The optimal absorption chiller capacity was also found to be near the minimum constraint (two units at 750 tons each) at the baseline energy price scenario. In contrast to the optimal gas turbine capacity, the optimal absorption chiller capacity was found to correspond more with electricity price than the spark spread. The highest electricity prices investigated pushed the optimal absorption chiller unit size up to about 900 tons. Although higher (grid) electricity prices favor absorption chiller operation, self-generation of electricity keeps electrical centrifugal chillers competitive in these scenarios.
The optimal equipment operating strategy was to run the turbines to the extent possible to meet the Medical Center's and CEP's electrical loads. The absorption chillers should be run preferentially to meet the cooling load, with the electric chillers used when absorption chiller capacity is insufficient or when HRSG steam is insufficient for the absorption chillers to meet the cooling load.
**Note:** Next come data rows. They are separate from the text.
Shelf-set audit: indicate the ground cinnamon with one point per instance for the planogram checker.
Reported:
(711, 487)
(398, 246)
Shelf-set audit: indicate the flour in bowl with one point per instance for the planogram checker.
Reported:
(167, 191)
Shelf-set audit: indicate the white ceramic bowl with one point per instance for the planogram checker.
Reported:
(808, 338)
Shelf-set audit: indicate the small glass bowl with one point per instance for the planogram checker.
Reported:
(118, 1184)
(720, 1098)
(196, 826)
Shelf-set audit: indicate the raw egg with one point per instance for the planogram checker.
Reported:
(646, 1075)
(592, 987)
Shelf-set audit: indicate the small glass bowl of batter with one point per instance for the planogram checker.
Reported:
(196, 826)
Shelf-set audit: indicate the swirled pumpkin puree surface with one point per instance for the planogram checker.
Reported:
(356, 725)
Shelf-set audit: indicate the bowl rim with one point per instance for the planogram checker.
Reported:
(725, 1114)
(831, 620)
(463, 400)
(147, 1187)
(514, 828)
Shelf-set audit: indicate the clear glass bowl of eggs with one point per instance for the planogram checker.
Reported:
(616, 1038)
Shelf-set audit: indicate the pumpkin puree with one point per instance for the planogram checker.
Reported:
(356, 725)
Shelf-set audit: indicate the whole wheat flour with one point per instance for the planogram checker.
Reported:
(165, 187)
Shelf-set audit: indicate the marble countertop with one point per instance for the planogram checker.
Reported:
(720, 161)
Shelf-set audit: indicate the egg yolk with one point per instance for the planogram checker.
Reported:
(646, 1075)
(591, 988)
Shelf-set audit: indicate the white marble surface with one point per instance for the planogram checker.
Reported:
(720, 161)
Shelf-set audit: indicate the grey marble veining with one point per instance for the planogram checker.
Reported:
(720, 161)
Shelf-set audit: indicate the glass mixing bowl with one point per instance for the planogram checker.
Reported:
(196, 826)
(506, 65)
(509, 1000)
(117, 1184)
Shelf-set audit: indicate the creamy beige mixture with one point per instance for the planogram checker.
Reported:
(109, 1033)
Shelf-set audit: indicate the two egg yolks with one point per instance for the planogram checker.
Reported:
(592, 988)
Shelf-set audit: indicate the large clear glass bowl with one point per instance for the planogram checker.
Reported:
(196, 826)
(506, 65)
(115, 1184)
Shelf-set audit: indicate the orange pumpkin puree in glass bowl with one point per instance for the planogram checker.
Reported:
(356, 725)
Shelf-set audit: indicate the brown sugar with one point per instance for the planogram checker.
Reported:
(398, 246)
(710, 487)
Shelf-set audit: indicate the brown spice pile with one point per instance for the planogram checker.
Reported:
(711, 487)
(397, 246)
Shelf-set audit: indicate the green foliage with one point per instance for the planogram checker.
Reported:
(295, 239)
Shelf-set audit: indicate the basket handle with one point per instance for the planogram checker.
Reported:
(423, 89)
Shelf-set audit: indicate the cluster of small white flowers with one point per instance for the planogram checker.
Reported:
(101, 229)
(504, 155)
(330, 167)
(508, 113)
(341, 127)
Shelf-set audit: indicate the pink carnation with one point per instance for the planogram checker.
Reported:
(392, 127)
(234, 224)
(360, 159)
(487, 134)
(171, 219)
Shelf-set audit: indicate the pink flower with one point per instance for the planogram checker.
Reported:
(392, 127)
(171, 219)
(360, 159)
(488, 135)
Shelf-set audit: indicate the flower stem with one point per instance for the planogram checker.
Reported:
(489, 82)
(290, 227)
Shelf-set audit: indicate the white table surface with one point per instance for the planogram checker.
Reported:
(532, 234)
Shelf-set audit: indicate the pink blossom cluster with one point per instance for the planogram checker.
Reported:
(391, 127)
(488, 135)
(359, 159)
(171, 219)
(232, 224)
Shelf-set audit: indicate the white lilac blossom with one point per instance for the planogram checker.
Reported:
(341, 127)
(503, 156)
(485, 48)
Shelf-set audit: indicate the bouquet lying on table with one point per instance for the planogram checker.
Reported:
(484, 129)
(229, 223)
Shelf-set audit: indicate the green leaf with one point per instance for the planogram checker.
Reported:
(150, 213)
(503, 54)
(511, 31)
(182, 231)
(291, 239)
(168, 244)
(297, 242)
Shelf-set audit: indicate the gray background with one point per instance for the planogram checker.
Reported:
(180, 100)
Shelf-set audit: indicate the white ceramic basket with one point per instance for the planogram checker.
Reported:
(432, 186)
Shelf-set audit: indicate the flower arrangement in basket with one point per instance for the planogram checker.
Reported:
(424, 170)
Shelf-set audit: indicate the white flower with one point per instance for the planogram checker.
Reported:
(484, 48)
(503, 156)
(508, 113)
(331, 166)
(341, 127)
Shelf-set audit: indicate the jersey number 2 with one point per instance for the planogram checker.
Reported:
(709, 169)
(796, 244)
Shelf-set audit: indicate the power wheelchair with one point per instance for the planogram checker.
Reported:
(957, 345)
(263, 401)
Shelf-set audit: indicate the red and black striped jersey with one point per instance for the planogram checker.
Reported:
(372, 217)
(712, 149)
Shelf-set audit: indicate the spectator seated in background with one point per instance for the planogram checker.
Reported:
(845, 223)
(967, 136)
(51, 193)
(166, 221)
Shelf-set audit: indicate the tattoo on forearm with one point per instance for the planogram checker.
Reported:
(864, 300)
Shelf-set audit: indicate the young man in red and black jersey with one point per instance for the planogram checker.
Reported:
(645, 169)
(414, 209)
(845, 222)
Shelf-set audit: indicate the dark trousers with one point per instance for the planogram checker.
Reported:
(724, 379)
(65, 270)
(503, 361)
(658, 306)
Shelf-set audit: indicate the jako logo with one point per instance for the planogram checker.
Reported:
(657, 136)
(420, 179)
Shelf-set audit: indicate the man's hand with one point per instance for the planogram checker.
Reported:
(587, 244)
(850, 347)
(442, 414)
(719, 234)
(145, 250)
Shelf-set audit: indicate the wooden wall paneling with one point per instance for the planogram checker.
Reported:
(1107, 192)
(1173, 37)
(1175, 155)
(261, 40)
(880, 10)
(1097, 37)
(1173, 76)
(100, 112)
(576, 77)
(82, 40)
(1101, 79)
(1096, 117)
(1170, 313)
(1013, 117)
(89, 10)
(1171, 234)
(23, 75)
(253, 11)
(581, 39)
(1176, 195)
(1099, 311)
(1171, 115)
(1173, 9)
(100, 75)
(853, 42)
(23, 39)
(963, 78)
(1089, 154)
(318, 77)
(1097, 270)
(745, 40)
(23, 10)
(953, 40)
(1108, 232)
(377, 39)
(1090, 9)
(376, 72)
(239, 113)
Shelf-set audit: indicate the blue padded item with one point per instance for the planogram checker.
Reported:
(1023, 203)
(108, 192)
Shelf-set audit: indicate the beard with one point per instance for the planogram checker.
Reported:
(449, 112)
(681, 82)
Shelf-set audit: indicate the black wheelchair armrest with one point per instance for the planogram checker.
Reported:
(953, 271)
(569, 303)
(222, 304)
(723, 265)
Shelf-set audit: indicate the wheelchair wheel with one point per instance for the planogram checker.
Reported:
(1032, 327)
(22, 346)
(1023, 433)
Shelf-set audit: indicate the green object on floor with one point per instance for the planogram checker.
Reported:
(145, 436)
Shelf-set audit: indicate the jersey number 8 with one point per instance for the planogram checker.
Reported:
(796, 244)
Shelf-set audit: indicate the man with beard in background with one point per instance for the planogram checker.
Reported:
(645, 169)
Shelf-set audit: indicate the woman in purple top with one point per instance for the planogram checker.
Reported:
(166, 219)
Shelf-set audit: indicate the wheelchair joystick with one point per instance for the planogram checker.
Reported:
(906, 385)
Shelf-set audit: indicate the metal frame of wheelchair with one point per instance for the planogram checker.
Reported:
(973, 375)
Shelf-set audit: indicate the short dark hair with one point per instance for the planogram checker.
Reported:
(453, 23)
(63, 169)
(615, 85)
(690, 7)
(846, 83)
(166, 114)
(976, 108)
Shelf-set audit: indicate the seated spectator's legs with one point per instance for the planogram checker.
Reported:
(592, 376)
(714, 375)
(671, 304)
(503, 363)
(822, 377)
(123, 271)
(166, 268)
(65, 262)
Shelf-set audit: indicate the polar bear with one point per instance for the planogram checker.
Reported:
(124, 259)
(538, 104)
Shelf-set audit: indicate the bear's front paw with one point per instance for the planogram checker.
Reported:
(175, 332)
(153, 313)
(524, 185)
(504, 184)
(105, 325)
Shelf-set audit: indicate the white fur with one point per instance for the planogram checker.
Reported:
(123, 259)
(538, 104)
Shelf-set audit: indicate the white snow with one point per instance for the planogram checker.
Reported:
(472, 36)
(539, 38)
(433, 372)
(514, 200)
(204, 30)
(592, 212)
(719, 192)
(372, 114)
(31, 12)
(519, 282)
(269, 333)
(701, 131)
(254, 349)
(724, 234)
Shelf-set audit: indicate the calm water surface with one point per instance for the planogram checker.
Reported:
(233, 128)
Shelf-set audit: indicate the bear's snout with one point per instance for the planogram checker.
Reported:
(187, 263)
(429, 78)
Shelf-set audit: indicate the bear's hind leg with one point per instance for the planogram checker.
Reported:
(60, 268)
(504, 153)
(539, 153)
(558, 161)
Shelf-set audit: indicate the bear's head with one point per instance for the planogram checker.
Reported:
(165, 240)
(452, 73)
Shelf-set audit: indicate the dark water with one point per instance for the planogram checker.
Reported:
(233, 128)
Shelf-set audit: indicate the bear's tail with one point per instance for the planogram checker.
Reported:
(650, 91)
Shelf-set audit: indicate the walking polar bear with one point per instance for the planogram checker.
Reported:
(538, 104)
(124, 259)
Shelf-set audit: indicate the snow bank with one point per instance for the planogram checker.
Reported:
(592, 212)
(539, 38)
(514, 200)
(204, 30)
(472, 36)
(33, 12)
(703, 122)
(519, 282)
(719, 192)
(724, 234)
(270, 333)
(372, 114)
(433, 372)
Installation of the new equipment will significantly improve the efficiency of the CEP. Compared to alternatives investigated, implementation of the recommended equipment sizes and operating strategies would save the Navy several million dollars over the life of the equipment. Thanks go to Bill Gage, John Icenhower, Jim Mugg, and John Thomas of the Navy Public Works Center, San Diego, for their help throughout this project.